Giulia Ligresti e lo skyline di Porta Nuova visto dal terrazzo all'ultimo piano della Torre Velasca appena restaurata
Milano – Giulia Ligresti, secondogenita dell’ex immobiliarista e finanziere in campo assicurativo Salvatore, guarda con dispiacere allo scandalo urbanistico che sta facendo tremare Milano. Lei che, sulle orme del padre, è stata negli anni fra i protagonisti della trasformazione della città che oggi si fregia di una vocazione europea. La mente corre a luglio del 2013, quando cominciò il suo calvario, durato sei anni, finito con l’assoluzione nel 2019.
A distanza di 12 anni, ora Milano è travolta dall’inchiesta urbanistica. Che effetto le fa assistere all’ennesimo scandalo?
“Sono dispiaciuta e anche preoccupata. Milano non può permettersi battute d’arresto. Ogni volta che la città viene travolta da un’inchiesta, si blocca un’energia, si disperde una fiducia. E questo accade sempre in un momento in cui invece ci sarebbe bisogno di visione, ordine e continuità”.
È un destino che a cicli di qualche anno la città affronti fasi come questa, coinvolgendo spesso grandi progetti e il settore delle costruzioni?
“Sembra quasi un copione che si ripete. Ma non è il destino, è un sistema che va ripensato. I grandi progetti sono fondamentali per la crescita di una città, ma devono poggiare su regole chiare, controlli seri e una cultura della responsabilità che coinvolga tutti: pubblico, privato e cittadinanza”.
Cosa pensa del modello di sviluppo cittadino degli ultimi anni? È vero, come dice lo scrittore Alessandro Robecchi, che la città si è occupata solo dei ricchi, come un ospedale per solventi?
“Milano è cambiata e, sotto molti aspetti, è diventata più internazionale, più attrattiva. Ma è vero anche che questa corsa in avanti ha lasciato indietro una parte della città. L’abitare è diventato inaccessibile per molti, e la sensazione di esclusione cresce. Milano non può diventare una vetrina solo per chi può permettersela.

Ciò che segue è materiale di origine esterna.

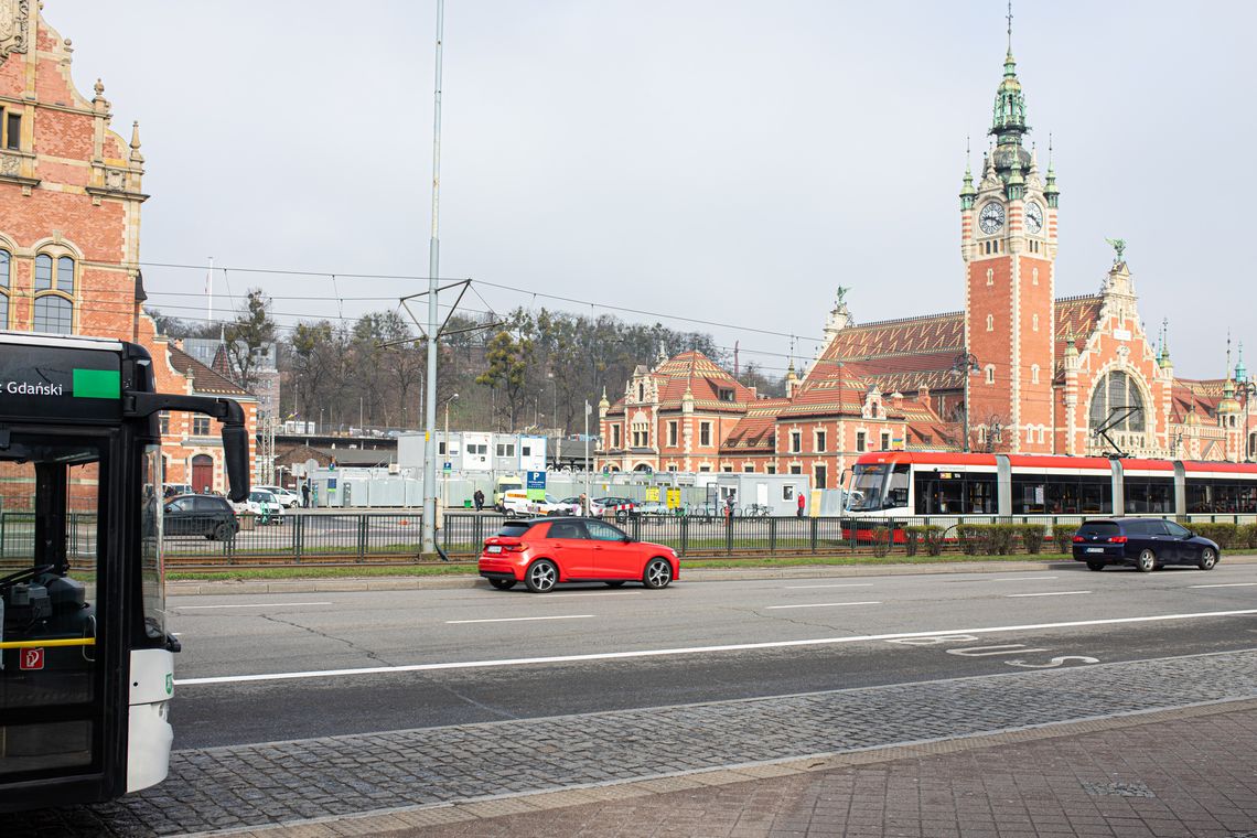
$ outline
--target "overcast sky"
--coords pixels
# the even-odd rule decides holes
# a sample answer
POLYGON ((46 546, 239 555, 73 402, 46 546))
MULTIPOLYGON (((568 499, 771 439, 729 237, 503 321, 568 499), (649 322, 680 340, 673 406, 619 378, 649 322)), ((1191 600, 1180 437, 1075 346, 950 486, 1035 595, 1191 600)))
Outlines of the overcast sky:
MULTIPOLYGON (((987 142, 1004 11, 447 0, 440 274, 797 334, 803 356, 838 285, 861 323, 958 310, 957 192, 965 136, 975 168, 987 142)), ((1228 328, 1257 366, 1242 246, 1257 4, 1022 0, 1013 14, 1045 165, 1053 138, 1057 295, 1097 290, 1105 237, 1123 237, 1180 376, 1223 374, 1228 328)), ((141 123, 158 308, 206 315, 204 269, 151 264, 209 256, 322 273, 217 275, 220 294, 264 288, 285 324, 426 289, 344 274, 427 275, 435 0, 47 0, 44 16, 74 43, 79 90, 101 77, 114 128, 141 123)), ((497 310, 591 312, 479 293, 497 310)), ((787 337, 662 322, 740 342, 743 363, 781 368, 789 352, 787 337)))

Deve ritrovare un equilibrio, ridando dignità ai quartieri, agli spazi comuni, alle persone”.
Lei ha conosciuto la durezza del carcere e lo ha raccontato in un libro. Cosa resta di quella stagione?
“Resta tutto. È un’esperienza che mi ha resa più forte. E resta soprattutto la consapevolezza di quanto sia fragile la giustizia, di quanto poco basti per essere travolti. Ma resta anche la forza delle donne incontrate, dei legami nati in un contesto così duro. Quel dolore non è stato inutile se oggi mi rende più attenta, più vera e più determinata a non girare la faccia dall’altra parte”.
Assolta nel 2019. Innocente dopo sei anni con il “marchio da colpevole”. Chi le è stato vicino in quei momenti bui? Dove trovava la forza?
“Chi resta davvero accanto in quei momenti dimostra coraggio, lealtà e amicizia, e sono presenze che valgono quanto una vita intera. La forza la trovi nella ricerca della verità. La trovi nei tuoi figli, in chi crede in te, e anche nel silenzio, dove impari a distinguere ciò che vale da ciò che è solo rumore”.
Le indagini dei pm ora sono partite da esposti di comitati cittadini. Segno che per il futuro debba esserci più ascolto dal basso?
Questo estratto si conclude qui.